I'm pleased to report that the jig now works to my satisfaction. Not perfect but 'good enough'.
Inspired by Hopper, I started by checking if it was possible to centralise the cut by twisting the blade in the guide slot. By twisting hard the maximum play at the bottom of the Guide Slot is about 1.5mm, which was just enough to hit screw-head centre at one extreme. No easy solution there unfortunately. For the same 'bends the blade too much' reason I didn't try Steve's adjusting screw idea.
Then I picked up on HowardT and Bandersnatch's idea, but reversed it by trying to locate the correct position of the Vee from the Guide Slot. This isn't easy because the work has to be rotated to cut the Vee and all the references move.
Before cutting a new Vee I followed Tim's suggestion and restored sanity by skimming down the misplaced over-deep Vee.
Then, by putting some shim in the Guide Slot with the work rotated I was able to physically locate Vee centre with a wiggler pin stuck to the end-mill. A magnifying glass helped.

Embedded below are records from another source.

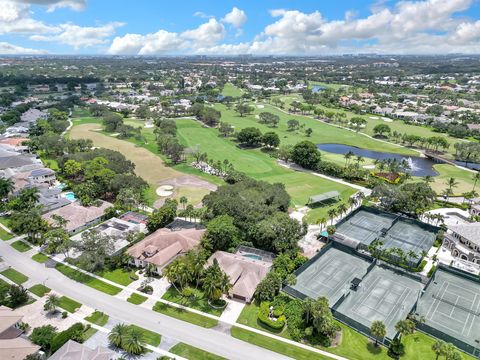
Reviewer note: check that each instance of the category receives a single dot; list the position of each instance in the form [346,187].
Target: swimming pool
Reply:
[70,196]
[253,256]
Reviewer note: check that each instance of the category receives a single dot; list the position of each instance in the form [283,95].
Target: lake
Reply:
[419,166]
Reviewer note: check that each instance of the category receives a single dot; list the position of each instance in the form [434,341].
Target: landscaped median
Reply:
[278,346]
[185,315]
[87,280]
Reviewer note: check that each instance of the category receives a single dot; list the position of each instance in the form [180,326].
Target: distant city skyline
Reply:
[190,27]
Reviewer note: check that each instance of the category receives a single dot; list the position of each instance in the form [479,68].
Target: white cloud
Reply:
[52,5]
[10,49]
[236,17]
[79,36]
[161,42]
[15,18]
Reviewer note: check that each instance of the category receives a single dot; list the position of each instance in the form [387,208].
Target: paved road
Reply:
[208,339]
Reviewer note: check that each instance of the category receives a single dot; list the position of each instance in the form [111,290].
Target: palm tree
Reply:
[51,304]
[331,214]
[183,201]
[133,341]
[117,335]
[6,187]
[378,330]
[451,183]
[475,178]
[438,348]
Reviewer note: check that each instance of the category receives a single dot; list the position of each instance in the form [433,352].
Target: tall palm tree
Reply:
[6,187]
[134,341]
[117,335]
[475,178]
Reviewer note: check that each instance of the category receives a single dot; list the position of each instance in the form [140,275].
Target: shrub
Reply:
[263,317]
[74,332]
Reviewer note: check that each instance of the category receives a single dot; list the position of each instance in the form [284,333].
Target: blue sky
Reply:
[149,27]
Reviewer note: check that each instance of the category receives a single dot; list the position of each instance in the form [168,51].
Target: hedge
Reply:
[74,332]
[263,317]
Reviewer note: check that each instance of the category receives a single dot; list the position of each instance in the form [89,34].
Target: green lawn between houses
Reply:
[97,317]
[39,290]
[68,304]
[191,352]
[354,345]
[199,302]
[15,276]
[19,245]
[136,299]
[40,258]
[87,280]
[185,315]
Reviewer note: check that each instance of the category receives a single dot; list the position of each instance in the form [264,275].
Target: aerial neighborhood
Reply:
[239,207]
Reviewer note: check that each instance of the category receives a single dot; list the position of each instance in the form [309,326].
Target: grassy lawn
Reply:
[463,177]
[148,164]
[87,280]
[198,303]
[184,315]
[19,245]
[274,345]
[15,276]
[231,90]
[40,258]
[150,337]
[257,164]
[136,299]
[190,352]
[69,304]
[119,276]
[39,290]
[5,235]
[98,318]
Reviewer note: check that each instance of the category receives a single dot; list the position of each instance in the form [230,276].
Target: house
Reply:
[72,350]
[13,345]
[163,246]
[245,273]
[464,241]
[79,217]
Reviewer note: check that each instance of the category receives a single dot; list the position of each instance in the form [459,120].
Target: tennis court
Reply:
[383,295]
[451,305]
[330,275]
[406,234]
[365,226]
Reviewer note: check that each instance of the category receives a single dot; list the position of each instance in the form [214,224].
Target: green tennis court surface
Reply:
[330,275]
[451,304]
[383,295]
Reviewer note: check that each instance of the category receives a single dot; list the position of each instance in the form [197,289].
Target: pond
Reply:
[418,166]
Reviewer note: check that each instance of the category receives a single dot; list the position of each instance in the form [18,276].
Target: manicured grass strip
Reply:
[5,235]
[15,276]
[98,318]
[87,280]
[184,315]
[278,346]
[69,304]
[136,299]
[89,333]
[40,258]
[39,290]
[150,337]
[20,246]
[190,352]
[119,276]
[200,301]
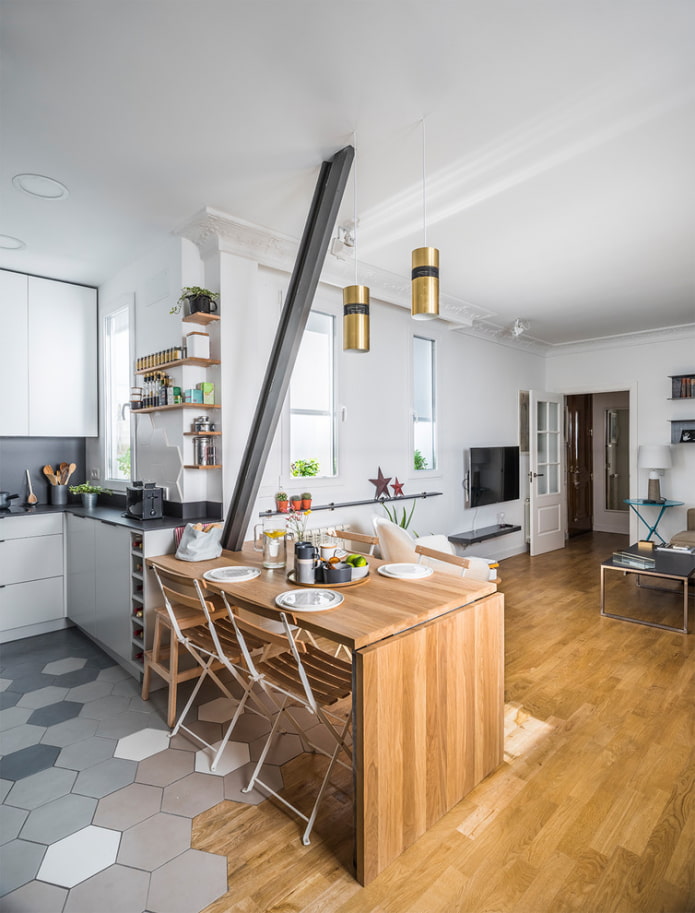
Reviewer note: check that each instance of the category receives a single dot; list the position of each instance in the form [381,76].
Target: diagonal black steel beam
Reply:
[316,237]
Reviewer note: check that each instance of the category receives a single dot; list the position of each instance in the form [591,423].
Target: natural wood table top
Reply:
[378,608]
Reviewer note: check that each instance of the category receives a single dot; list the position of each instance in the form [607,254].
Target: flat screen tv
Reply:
[491,475]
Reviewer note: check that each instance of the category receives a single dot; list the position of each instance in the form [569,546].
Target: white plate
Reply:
[232,574]
[405,571]
[308,600]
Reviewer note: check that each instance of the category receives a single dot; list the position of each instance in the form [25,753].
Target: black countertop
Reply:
[106,515]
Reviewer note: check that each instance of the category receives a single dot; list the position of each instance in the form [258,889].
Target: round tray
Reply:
[327,586]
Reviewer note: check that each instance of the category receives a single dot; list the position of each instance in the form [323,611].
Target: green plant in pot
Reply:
[200,300]
[88,493]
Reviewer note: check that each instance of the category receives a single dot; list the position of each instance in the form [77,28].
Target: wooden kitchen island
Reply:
[428,692]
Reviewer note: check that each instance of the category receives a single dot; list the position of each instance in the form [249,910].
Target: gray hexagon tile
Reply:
[105,777]
[61,666]
[165,768]
[79,856]
[64,734]
[192,795]
[28,761]
[188,883]
[51,714]
[58,819]
[20,863]
[116,889]
[128,806]
[155,841]
[142,744]
[36,897]
[40,788]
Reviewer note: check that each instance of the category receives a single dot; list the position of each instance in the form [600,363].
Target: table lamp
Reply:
[655,458]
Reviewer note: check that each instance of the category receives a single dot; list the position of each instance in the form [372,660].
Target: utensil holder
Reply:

With a 4mm end-mill the point of the Vee should be correctly centred when the end-mill is 4mm deep. I went in 3.5mm and then, without moving the work, I tested the Vee's alignment to the Guide Slot with a Centre Drill (i.e a rod with a pointed end!)
Alignment was off by about a millimetre, so I took the cut down to 3.9mm and tried again. The Centre Drill test showed that this was closer. but I still needed to go deeper. In the end I deepened the cut four times by 0.1mm before the Centre Drill looked right. (I couldn't get a decent photo of this test being done in the mill but next picture shows what I did.)

The moment of truth:

Bingo:

So, root-cause analysis time.
I made the jig from Black Mild Steel bar stock in the belief that the body was 'square enough'. It's actually slightly out, which put the Vee and the Guide Slot off reference. The error happens to be accumulative and was further compounded by the way I marked the job out. Not squaring the metal off properly was a mistake!
My first attempt at cutting the Vee had me removing the work from the mill-vice every time I checked the alignment. I now think this was a bad mistake – an improperly squared job tilted at an angle, being repeatedly removed and replaced to check the effect of shaving metal from one side only of the Vee. It's not unlikely that metal was accidentally removed from the wrong side of the Vee as well due to reset errors.
I also failed to think about the best way of locating the Vee relative to the Guide Slot before starting work. If I was doing it again I'd do it the other way round
Very many thanks for all your excellent help and suggestions. I may well incorporate some of them in a more carefully made Mark 2 version.